In the computer virus world ransomware has exploded in popularity, becoming the number one type of malware as of early 2016, and it has only grown since. What exactly is it?
Ransomware is software that uses a password to encrypt files on a computer (essentially this scrambles the file data, so it can’t be used or viewed by anyone who doesn’t know the password). The software then displays a message to the owner of the computer letting them know they have been hacked and offering to give the password—for a sizeable price (usually 1 bitcoin: digital currency valued at $1008 each as of this article). Those who don’t pay—don’t get their files back. Family photos, work documents, financials, everything is gone forever.
So what can be done?
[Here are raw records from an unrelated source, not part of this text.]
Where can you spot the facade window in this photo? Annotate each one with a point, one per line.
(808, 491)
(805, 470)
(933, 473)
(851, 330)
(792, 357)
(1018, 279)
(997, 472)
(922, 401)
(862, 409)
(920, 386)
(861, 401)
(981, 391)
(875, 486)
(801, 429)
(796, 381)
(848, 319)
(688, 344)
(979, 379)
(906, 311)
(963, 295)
First and foremost, always back up your files on a regular basis. This is a good policy for a lot of reasons, but it is also the best way to take the teeth out of the ransomware threat. Secondly, prevention is the best way to avoid the issue. Like any other virus ransomware needs to get on your system in order to do damage, so follow online safety best practices: don’t click on strange links, don’t open attachments that you weren’t expecting.
If your system has been infected by ransomware, don’t despair. There is a chance the version of ransomware used is one that has been reversed by security researchers (the good guys). Upload one of the files to nomoreransom.org (or similar) and see if there is a decryption tool or password known.